Experts Discuss the Future of Password Security on World Password Day 2025

ADELAIDE, Australia - May 1, 2025 - PRLog -- On World Password Day 2025, cybersecurity experts are once again sounding the alarm over the state of digital security. Despite years of awareness campaigns and a growing number of data breaches, poor password practices remain one of the weakest links in Australia's cyber defence. Password reuse, weak credentials, and over-reliance on outdated methods continue to expose individuals and businesses to unnecessary risk.

This issue is especially pressing in Australia. In just the first three months of this year, Cloudflare blocked an average of 1.2 billion cyber threats daily — a 23 per cent increase from the previous quarter. Attackers are scaling phishing and credential stuffing attacks, exploiting weak or reused passwords as an easy and effective way in. With traditional authentication methods no longer enough to hold the line, experts are calling for urgent changes to how we manage access.

Erich Kron, Security Awareness Advocate at KnowBe4, emphasises that World Password Day is no longer just a reminder to update credentials. It is a call to rethink authentication altogether. Updating weak passwords does little to defend against modern threats like credential stuffing and phishing.

Real risk reduction, Kron argues, starts with better habits: longer, more secure passphrases, password managers, and multifactor authentication.

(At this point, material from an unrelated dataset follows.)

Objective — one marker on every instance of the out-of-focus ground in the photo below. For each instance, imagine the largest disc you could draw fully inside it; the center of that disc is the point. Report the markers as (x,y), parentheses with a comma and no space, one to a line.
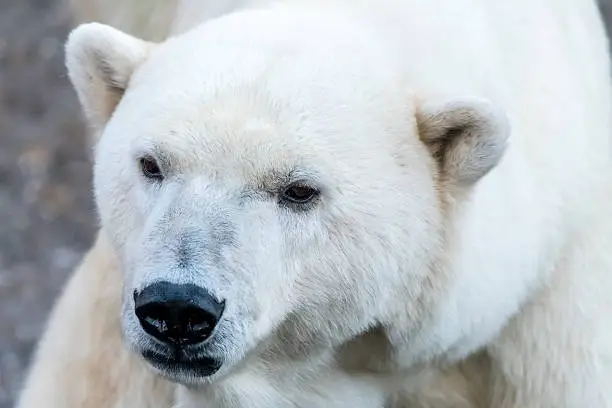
(47,220)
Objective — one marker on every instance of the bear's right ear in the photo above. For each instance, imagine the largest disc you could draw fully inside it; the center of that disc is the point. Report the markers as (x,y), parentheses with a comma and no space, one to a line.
(100,61)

However, he stresses that technology alone won't close the gap. Building a strong security culture through ongoing training is essential to prevent threats from escalating.

Bob Wambach, Vice President of Portfolio and Strategy at Dynatrace, notes that passwords alone are insufficient to protect against today's complex digital threats. Once foundational, static credentials have now become prime targets. Wambach advocates for integrated, AI-powered security to proactively identify and address vulnerabilities before they can be exploited.

Patrick Harding, Chief Product Architect at Ping Identity, echoes this, stressing that passwords are becoming a liability. With AI-driven attacks on the rise, he calls for organisations to embrace passwordless authentication methods, such as biometrics, to better secure user experiences and prevent breaches.

Carla Roncato, VP of Identity at WatchGuard Technologies, focuses on the growing underground market for stolen credentials. The theft and sale of login data, often through phishing and breaches, has become a booming business. Roncato urges organisations to actively monitor the dark web for compromised credentials, highlighting that prevention is no longer enough.

Finally, Ashley Rose, CEO of Living Security, argues that password security is a business issue. She advocates for secure-by-design solutions like passwordless logins, prioritising high-risk users, and integrating password managers. This approach not only strengthens security but also enhances user experience, reducing the friction that often deters secure practices.